/ 9 April 2010

Dancing on his grave

In Tshing, a decaying township outside Ventersdorp, a Soweto football derby encounter generates more excitement than the news of Eugene Terre’Blanche’s demise.

On the morning of Easter Monday, Thobile’s Tavern was abuzz with drunken patrons seated on beer crates and a group of raggedy youths huddled outside at a small window, vying for a better view of the TV.

“If Pirates lose today, I bet Terre’Blanche will rise from the dead,” said a patron, to a burst of mocking but uneasy laughter. While some residents fear racial attacks following Terre’Blanche’s death, the dominant sentiment is that “the chickens have finally come home to roost”.

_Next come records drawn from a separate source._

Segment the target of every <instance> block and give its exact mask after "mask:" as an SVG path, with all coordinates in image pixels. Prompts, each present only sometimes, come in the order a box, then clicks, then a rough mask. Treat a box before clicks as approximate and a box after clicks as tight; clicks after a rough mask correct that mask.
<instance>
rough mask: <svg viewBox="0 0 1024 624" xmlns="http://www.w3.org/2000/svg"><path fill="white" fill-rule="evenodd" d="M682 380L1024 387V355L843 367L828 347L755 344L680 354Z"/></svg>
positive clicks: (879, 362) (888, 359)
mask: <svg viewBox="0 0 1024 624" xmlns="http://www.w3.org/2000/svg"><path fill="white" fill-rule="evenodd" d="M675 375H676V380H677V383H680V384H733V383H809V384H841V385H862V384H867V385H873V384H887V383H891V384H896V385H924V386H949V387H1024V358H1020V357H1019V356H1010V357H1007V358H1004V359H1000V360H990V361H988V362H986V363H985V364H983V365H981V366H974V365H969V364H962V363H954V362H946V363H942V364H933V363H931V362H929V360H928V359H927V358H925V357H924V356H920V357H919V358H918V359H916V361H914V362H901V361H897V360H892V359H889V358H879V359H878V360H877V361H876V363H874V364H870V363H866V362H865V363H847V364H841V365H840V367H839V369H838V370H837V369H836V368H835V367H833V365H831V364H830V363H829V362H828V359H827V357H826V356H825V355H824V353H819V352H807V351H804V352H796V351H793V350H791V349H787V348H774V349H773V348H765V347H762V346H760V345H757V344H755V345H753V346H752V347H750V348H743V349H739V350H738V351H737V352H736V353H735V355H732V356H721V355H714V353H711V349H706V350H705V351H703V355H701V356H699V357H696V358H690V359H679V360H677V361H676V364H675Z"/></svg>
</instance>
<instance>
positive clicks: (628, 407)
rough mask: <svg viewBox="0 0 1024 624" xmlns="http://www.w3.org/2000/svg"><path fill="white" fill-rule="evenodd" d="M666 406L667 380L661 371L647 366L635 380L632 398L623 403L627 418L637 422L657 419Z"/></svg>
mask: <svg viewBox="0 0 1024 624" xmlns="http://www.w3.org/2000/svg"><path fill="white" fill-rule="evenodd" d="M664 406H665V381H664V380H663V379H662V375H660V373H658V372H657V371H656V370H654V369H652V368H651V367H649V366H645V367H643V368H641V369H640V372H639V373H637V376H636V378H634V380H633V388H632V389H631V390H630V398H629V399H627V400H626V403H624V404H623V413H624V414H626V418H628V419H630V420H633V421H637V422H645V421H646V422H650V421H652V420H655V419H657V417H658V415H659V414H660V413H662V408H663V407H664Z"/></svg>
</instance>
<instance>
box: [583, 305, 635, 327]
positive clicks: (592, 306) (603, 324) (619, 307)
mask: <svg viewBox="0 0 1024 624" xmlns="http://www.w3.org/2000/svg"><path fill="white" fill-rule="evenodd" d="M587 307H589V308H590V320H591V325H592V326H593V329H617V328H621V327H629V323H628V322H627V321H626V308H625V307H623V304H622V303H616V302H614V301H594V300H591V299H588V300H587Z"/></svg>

“Ventersdorp will be a different place without him, but that does not mean that the boers are going to change. In fact, things could get even worse,” said community leader Mbulelo Maneli, as a black bakkie sped past Van Tonder Avenue with vierkleure flapping from the windows.

Terre’Blanche’s influence on the Afrikaner community was powerful, Maneli said. Many Afrikaners in the area believed in the “stupid ideology” of the establishment of a boer republic — so it is “a good thing he died”.

Members of the AWB — young and old, clad in khaki and camouflage regalia — sped into Ventersdorp at the weekend for a moment of prayer outside the Schoonspruit Estate hall, proudly waving vierkleure and “oranje, blanje, blous” (the old South African flag).

Maneli said: “The thing is that most of us feel nothing for Terre’Blanche and the farming community around here. These people are brutes and, given half a chance, they will skop you to death, just as those boys did to Terre’Blanche.”

An ailing Maria Motshabi, sister of Paul Motshabi, whom Terre’Blanche paralysed when he assaulted him with an iron pipe in 1996, said: “Ek is bly die bliksem is dood [I am glad the bastard is dead].” Terre’Blanche served three years in prison for the crime.

She said she worked for the Terre’Blanches for 11 years as a kitchen maid and cannot recall one happy moment in their house.

“Let him feel how it is to carry the ground on your chest. This man has caused a lot of people pain. He was racist and proud of it. I wish I could go to his funeral to make sure that he is buried,” she said.